No. I do not mean DUL lists. I use Exim without external lists.

If the Host Name contains:

digits (dash/dot/under-score) digits (dash/dot/under-score) digits
(dash/dot/under-score)

is is rejected.

Similarly if the Host Name contains contains 'static', 'dyn', 'dynamic',
'ip' or 'user' then in conjunction with other tests, the connection is
refused.

I also have a 'home made' list of spamming pests. Here is the beginning


# /data/config/exim/hosts.spammer
#
#---------------------------------------------- A ------
*adsl.alicedsl.de
*dynamic.se.alltele.net
*alshamil.net.ae
*aphie.info
*adsl.anteldata.net.uy
*pools.arcor-ip.net
*as9105.com
*as13285.net
*as43234.net
#---------------------------------------------- B ------
*dynamic.barak-online.net
*dsl.bell.ca
*mgm.bellsouth.net
*mia.bellsouth.net
*dyn.beotel.net
*red.bezeqint.net
*cust.bluewin.ch


> - - People, mostly IT professionals, that want to run there own mail
> server at home but are not able to get a proper reverse DNS entry,
> (i.e. as it is a dynamic address or as the service provider don't do
> that entries) This is especially valid in current days when you don't
> want your mails going through servers that you don't trust.

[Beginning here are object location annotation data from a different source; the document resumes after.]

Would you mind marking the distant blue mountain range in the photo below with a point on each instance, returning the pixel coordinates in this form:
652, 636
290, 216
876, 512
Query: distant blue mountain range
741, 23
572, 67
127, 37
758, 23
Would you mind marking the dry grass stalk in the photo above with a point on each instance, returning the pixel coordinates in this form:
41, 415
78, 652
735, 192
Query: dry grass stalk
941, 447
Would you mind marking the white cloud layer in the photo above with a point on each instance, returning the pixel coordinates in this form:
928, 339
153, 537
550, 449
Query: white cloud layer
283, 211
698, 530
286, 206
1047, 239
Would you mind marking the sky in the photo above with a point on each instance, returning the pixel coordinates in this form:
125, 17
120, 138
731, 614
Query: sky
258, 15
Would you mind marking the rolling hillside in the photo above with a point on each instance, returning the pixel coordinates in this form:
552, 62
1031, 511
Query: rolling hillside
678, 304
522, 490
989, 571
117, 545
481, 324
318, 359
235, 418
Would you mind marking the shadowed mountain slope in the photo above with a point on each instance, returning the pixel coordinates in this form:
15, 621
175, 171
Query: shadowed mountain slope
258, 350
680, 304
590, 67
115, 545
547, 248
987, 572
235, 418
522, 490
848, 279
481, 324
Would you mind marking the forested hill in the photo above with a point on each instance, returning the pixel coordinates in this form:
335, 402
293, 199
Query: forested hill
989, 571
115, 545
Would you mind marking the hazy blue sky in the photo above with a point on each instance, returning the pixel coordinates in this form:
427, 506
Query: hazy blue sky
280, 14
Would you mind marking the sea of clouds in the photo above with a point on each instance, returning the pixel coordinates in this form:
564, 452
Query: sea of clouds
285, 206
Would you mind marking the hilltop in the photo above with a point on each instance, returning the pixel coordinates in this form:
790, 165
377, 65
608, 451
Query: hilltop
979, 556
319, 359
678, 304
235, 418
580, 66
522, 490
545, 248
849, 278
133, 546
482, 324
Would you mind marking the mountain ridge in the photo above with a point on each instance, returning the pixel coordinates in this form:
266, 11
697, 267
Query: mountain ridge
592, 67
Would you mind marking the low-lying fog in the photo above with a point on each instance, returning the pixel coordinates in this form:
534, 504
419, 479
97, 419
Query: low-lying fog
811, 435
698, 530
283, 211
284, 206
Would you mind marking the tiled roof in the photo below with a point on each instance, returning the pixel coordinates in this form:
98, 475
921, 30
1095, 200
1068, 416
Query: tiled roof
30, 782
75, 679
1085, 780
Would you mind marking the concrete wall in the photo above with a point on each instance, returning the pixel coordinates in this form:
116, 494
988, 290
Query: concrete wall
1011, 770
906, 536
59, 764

The intelligent services automatically scan *every* email and have been
doing so since at least the early 1990's. Emails are transmitted between
MTAs by many different and unknown (at the transmission time) route
segments. How can anyone trust an unknown circuit and switching (only
switching ?) equipment ?

> They might not always able to do so. For example if their legit sender is
> a university that don't care about proper setup.


Standards will never improve if everyone tolerates bad standards as
"normal behaviour".

Mfg,

Paul
England, EU.

Centos, Exim, Apache, Libre Office.
Linux is the future. Micro$oft is the past.